H通信でトップ営業マンに同行1日だけ入社する


1994年の8月、私は新卒で入社した会社を1年半で退職しました。

次の仕事が決まっていなかったので、一時的にアルバイトをすることにしました。応募を考えたのは、有名なH通信の営業職でした。当時、日本テレコムやDDI第二電電などの市外電話のリセールが流行していました。H通信は現在上場している企業ですが、当時はまだそれほど大きくはありませんでした。しかし、毎週アルバイト情報誌に募集広告が掲載されていたため、一定の知名度はありました。

私は新規開拓営業に興味を持っていました。以前の職場では完全な固定得意先営業をしていました。ルートセールスでは、会社から固定の得意先が割り当てられ、担当者との相性が売り上げに影響を及ぼすことがあります。しかし、新規開拓営業では自分で顧客を見つけるため、このような問題は少ないと考えていました。また、営業の実力は新規開拓に現れるとも思っていました。新規開拓営業なら、もしかすると自分も成功できるかもしれないと楽観的に考えていました。

H通信の面接を受けたところ、すぐに合格しました。実際、面接を受けた人はほとんどが採用されるような印象でした。

H通信での私の仕事

私が配属されたのは渋谷の営業所で、当時20人ほどの営業員がいたと思います。ほとんどが20代から30代前半で、約半数がアルバイトでした。

初日は研修を受けましたが、詳細はあまり覚えていません。2日目からは営業の同行研修に参加しました。私は幸運にも、当時のH通信全国No.1の営業マンと一緒に同行する機会を得ました。

トップの営業マンはどのような人物かと興味を持ちましたが、意外にもかなり普通の方でした。挨拶を交わし、「今日からよろしくお願いします」と伝えると、彼は感じが良く「一緒に頑張ろう」と応じてくれました。外に出ると、彼はすぐにユンケル(栄養ドリンク)を飲み始めました。彼は毎日飛び込み営業を行っており、疲れが見え隠れしていましたが、栄養ドリンクを飲むと気合が入るようで、「よし、行こう」と言って赤坂の営業地へ向かいました。私も同行しました。

電車の中で、その先輩が専門学校卒業後すぐにH通信に入社したことを知りました。トップセールスマンとして多くの収入を得ており、最近はパジェロを現金で購入したそうです。

僕はやはり、新規開拓営業は歩合があり稼げるのだなと思いました。

トップ営業マンはごく普通の人

その先輩は、回線営業において全国トップの営業マンでした。正直、トップ営業マンなので、営業マンにありがちな、トークも堪能で、いかにもできるというイメージを持っていましたが、意外なほど普通の営業マンでした。何かトップセールスのオーラのようなものも感じませんでした。

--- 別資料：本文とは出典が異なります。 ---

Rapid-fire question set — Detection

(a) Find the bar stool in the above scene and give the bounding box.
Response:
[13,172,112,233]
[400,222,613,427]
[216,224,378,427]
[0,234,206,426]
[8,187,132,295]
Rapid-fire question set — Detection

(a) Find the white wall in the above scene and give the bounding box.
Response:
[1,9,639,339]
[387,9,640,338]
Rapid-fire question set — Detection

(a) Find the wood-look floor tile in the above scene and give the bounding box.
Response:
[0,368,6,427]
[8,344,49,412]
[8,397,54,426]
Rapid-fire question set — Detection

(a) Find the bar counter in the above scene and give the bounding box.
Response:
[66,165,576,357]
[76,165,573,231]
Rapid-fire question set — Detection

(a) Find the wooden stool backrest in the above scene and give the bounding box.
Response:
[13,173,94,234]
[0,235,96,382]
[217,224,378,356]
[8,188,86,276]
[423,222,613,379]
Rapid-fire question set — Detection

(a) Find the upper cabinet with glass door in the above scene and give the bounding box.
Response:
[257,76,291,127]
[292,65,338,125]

そしてその先輩は本当に、ネコナデ声のように、丁寧にゆっくり話します。決して大きな声で話したりはしません。どちらかというと声が小さかったかもしれません。おそらくその声のトーンが良いのでしょうか。飛び込み営業に行った先でも、そのトークのためか警戒されずに、電話の主装置があるところまで行き、まだ安くなる回線導入していないことがわかると一気に畳みかけて、契約を取ります。

また、穏やかに話しますが、話法は素晴らしく、相手の反論を認めながらも、巧みな話法で相手を納得させてしまいます。言葉巧みさと、反論されても、上手くかわすことができるのです。

僕はなるほど、これがトップ営業なんだと思いました。H通信のような回線の新規開拓営業の場合、いかにもバリバリの新規開拓営業マンは逆に警戒されてしまいます。むしろトークなどは事務的な方が、相手に警戒されないのです。

そして余談なのですが、決してこの先輩は頭が良いということはありません。お客さんとの会話で「クライアント」という言葉が出てきたのですが、クライアントという意味をこの先輩は知りませんでした。「クライアント」はおそらく中学3年レベルの英語だと思います。

結局1日でやめてしまう。

研修は1日で終わった、よく考えてあ結果やはり自分には回線営業の新規開拓営業はできないと思い、
1日で辞めてしまいました。
新規開拓営業とはどんなものか、稼ぐというよりかは世間を知る意味で入射したまででしたので、当時の自分には
飛び込む営業やる覚悟はありませんでした。
しかし、この時H通信のトップ営業マンに同行できたのは幸運でした。
決してトップ営業マンを真似ることはできませんが
何かしら僕も得たものがありました。